Another thing: never has a demonstration been broken up by the police! Never in twenty-six years has a policeman used tear gas, beaten a citizen during a demonstration, or used trained dogs against the people. Never has a demonstration here been repressed by the army or the police — something that happens every day everywhere else in Latin America and in the United States itself. …

[W]e have never told a lie. Never! This tradition dates back to the war. Throughout the war, all the information we released on the fighting — the number of casualties, the munitions captured — was all strictly accurate. We didn’t add one single bullet or rifle. That same tradition, initiated by the first rebel column, was followed by the rest. These columns would arrive at the central part of the island, or the northern part of Oriente Province, and establish a radio station. We knew that when they reported an action, that report was accurate. That is, not even war justifies a lie or the exaggeration of a victory. This has been a very important element in our revolution. Whenever surrender conditions were negotiated, the enemy soldiers and officers of any encircled unit were absolutely confident that those conditions would be strictly observed.

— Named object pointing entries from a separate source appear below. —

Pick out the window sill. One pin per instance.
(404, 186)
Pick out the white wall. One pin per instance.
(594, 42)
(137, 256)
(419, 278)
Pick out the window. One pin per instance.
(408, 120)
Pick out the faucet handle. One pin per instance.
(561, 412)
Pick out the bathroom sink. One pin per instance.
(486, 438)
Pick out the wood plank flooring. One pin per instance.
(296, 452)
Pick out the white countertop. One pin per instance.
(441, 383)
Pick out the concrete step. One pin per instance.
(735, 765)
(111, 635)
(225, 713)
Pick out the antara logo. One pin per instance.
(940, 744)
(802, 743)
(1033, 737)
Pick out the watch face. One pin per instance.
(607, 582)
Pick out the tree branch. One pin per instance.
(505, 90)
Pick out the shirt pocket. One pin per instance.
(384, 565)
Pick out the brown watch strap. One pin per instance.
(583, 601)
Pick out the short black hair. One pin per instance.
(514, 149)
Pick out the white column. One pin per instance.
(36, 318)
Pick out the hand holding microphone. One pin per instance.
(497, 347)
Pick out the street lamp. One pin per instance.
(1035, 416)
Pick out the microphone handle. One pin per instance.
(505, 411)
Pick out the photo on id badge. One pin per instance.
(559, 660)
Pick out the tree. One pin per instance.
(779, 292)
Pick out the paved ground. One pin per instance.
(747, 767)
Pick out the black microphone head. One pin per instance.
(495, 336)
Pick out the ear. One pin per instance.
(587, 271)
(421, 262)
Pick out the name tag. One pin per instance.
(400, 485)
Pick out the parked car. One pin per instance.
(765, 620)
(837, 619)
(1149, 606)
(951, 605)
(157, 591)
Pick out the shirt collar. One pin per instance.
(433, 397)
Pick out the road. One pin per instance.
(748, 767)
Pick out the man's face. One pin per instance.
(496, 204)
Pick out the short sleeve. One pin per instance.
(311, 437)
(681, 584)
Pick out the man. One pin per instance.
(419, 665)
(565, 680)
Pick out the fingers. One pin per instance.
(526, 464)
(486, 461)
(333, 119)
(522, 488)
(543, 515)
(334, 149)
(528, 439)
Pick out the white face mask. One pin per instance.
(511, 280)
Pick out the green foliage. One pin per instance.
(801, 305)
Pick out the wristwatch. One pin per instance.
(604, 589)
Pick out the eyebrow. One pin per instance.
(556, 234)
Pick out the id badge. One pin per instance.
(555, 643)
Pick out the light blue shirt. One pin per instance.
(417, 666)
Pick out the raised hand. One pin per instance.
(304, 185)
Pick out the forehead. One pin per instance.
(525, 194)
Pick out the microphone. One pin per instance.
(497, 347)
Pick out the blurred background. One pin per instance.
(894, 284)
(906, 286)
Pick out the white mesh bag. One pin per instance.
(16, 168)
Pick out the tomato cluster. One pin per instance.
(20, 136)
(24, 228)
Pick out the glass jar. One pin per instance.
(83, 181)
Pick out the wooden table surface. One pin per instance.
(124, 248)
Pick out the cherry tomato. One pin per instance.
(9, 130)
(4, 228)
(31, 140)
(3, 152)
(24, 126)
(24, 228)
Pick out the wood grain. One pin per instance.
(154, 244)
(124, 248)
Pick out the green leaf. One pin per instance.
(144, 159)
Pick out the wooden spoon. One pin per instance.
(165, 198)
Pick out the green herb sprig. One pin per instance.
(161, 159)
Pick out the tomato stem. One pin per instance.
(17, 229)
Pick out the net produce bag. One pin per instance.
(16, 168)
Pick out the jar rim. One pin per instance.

Then there is another objective element which explains our relationship with the people. Who forms the immense majority of our population? First and foremost, the working people. The workers and the peasants, the manual and intellectual workers, have many reasons to support the revolution. Women, who constitute half of the population — be they workers or housewives — the country’s black population, and the students and young people in general also have many reasons to support the revolution. …

The phenomenon of the revolution cannot be understood if you don’t realize that it is sustained in power by the support of the people and not by force.

I repeat, if one day the revolution did not have the support of the overwhelming majority of the people, it could not endure. This revolution cannot be sustained in power by force.